A veces escucho a los demás y practico nuevas pronunciaciones, ensayando, articulando, creando verdaderas puestas en escena cada vez que emito sonido alguno. Algunos no podrían creer la pasión que pongo en cada modulación, las lágrimas que he derramado al declamar la fecha de vencimiento de la leche, o cómo monté en cólera una vez al repetir un jingle publicitario que había escuchado ese mismo día. Cuando me animo me grabo, pero a veces me invade el miedo de que alguien se haga de las cintas, por lo que periódicamente las destruyo.

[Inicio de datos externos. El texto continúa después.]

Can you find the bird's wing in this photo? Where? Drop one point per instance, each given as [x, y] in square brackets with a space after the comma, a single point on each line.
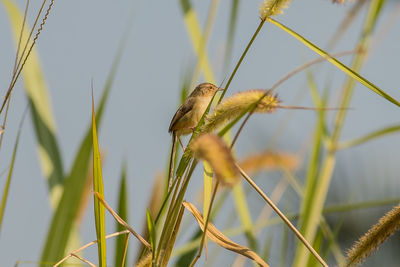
[186, 107]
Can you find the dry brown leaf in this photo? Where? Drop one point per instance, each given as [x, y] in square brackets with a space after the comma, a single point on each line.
[219, 238]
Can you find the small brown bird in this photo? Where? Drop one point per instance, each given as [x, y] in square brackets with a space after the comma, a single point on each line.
[188, 116]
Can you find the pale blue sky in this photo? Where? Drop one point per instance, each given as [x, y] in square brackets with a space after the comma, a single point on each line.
[79, 43]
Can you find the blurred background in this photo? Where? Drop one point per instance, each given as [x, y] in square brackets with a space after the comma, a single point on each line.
[79, 43]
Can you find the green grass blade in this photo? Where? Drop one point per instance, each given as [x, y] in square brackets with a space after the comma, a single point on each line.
[207, 180]
[67, 210]
[123, 213]
[311, 219]
[152, 234]
[336, 63]
[99, 210]
[243, 212]
[371, 136]
[10, 171]
[41, 110]
[193, 26]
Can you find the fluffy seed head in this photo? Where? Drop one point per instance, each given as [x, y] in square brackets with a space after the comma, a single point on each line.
[212, 149]
[233, 106]
[271, 8]
[375, 236]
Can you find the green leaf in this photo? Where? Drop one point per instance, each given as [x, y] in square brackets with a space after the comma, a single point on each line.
[10, 171]
[368, 137]
[67, 210]
[41, 110]
[99, 210]
[120, 240]
[336, 63]
[152, 234]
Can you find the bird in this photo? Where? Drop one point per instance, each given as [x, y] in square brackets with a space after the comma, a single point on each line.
[188, 116]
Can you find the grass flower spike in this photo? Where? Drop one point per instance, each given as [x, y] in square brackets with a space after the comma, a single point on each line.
[212, 149]
[375, 236]
[273, 8]
[233, 106]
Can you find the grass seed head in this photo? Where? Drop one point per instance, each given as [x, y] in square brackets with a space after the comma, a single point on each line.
[375, 236]
[212, 149]
[233, 106]
[271, 8]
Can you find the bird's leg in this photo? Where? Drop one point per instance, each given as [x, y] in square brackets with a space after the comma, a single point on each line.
[180, 142]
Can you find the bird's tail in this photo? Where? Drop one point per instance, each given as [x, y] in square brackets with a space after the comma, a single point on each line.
[172, 161]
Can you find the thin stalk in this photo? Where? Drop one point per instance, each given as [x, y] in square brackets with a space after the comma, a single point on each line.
[283, 217]
[241, 59]
[205, 225]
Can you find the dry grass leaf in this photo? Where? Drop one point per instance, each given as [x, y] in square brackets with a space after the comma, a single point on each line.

Así es como aprendí a preservar lo mío. No como aquel día, cuando recibí un llamado de la policía diciendo que tenía que reconocer un cuerpo que parecía ser el de mi esposa. Y allí, callada para mí y para todos me entregó una última imagen que atesoro con horror en lo más profundo de mi memoria. Y en ese silencio sepulcral yo me llamé a silencio frente a los otros. Porque una vez le había dado al mundo lo que más amaba, y lo que obtuve es que alguien se lo apropiara y lo destruyera. Por eso, hoy mis palabras, que son lo que me quedó, son para mí.
Mis amigos y familiares se compadencen de mí, pero yo, desde mi mutismo, trato de hacerles entender que no es necesario, porque no estoy mal. Estoy bien, mejor que nunca, diría. No existen los días negros para mí. No hay tristeza que me abata ni amargura que me colme, porque todo, todo es pura belleza con la dulzura de mis palabras.